Trans women share these experiences of medical misogyny: they are likely to be reluctant to access medical care following physical or sexual assault for fear of facing discrimination and prejudice by frontline medical professionals. TransActual’s Trans Lives Survey 2021 found that 57% of trans people avoided going to the doctor when they are ill, and 29% had been refused care from gender or sex-specific NHS services because they are trans. In the US, almost half of trans people reported experiencing discrimination from their healthcare provider in the previous year. And while women with endometriosis report doctors prioritising their fertility over treating their pain, trans women are frequently told by doctors to wear lipstick and dresses in order to be ‘feminine enough’ for trans-affirming healthcare.
Not being believed by doctors when reporting symptoms leads to wider distrust in medical professionals. Perhaps therefore some cis women are easily swayed by new reasons to distrust their doctor: are they really a man? Are they going to, yet again, refuse to believe me when I disclose my symptoms, disclose my experience of assault, ask for a specific treatment?
Experience of being disempowered in healthcare potentially results in women turning to pseudo-science and disinformation.
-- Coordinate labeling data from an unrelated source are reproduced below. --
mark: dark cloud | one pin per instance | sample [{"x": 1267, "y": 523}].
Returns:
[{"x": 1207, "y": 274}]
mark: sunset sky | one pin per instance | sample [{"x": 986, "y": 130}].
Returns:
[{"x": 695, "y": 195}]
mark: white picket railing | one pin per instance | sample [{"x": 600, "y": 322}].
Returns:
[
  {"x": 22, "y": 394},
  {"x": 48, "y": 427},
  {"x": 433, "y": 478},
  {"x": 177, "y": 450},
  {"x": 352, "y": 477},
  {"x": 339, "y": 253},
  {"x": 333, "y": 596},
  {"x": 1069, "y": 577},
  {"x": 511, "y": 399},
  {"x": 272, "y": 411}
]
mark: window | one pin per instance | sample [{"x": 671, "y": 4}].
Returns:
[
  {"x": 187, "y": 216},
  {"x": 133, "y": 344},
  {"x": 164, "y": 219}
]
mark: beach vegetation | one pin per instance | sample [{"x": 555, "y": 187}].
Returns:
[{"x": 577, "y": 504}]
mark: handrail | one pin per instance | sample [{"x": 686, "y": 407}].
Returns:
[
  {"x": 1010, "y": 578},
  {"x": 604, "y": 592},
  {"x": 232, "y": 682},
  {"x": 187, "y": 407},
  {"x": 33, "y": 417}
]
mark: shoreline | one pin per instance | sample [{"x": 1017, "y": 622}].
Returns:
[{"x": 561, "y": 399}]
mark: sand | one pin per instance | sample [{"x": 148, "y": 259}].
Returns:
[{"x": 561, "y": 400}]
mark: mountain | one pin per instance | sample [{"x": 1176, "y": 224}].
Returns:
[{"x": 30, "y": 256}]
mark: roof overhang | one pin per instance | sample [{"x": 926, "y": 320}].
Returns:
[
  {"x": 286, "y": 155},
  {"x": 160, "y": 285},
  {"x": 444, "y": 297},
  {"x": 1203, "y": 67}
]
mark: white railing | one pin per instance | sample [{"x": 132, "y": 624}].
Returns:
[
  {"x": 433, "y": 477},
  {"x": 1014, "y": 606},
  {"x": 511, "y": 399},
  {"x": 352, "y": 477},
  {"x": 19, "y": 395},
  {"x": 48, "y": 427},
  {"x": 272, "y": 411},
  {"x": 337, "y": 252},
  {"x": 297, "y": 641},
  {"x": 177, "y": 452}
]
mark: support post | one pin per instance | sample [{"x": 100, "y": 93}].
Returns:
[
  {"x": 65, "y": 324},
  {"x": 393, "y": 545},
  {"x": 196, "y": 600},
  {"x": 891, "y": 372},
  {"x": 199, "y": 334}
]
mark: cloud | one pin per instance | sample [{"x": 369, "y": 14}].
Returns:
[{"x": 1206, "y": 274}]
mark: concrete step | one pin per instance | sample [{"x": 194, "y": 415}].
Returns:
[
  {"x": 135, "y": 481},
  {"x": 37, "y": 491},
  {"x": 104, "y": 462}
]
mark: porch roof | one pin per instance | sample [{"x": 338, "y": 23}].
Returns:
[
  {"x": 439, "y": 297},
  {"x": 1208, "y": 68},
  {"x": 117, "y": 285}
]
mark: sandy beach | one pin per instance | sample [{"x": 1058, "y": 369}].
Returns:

The wellness industry successfully targets women with alternative, unproven therapies who turn to these ‘treatments’ in desperation. Perhaps something similar is happening in the gender-critical movement. As in wellness communities, disinformation and conspiracy theories pervade gender-critical discourse. Women who have felt consistently disempowered when accessing medical care as a result of institutional misogyny in a system hollowed out through austerity may find solace and agency in a movement that provides an easy solution: remove trans women from ‘women’s spaces’.
But as the wellness industry generates billions of dollars in profits by convincing women to spend their hard-earned money on unproven therapies, gender critical movements offer an easy explanation for cis women’s experience of gender discrimination while eroding their rights behind the scenes. We know that that the gender critical movement is claiming to advance ‘women’s sex-based rights’ at the same time as joining forces with far-right movements. Not only do these movements seek to erode abortion rights and access to contraception, in rallying against so-called ‘gender ideology’, they advocate for the ‘traditional family’, opposing same-sex marriage and seeing women first and foremost as wives and mothers.
Just as cis women’s interests cannot be effectively pursued through far-right movements, nor can they be through ‘gender-critical feminism’. Imagine the power we – cis and trans women - could have if we had some solidarity and built coalitions around common goals.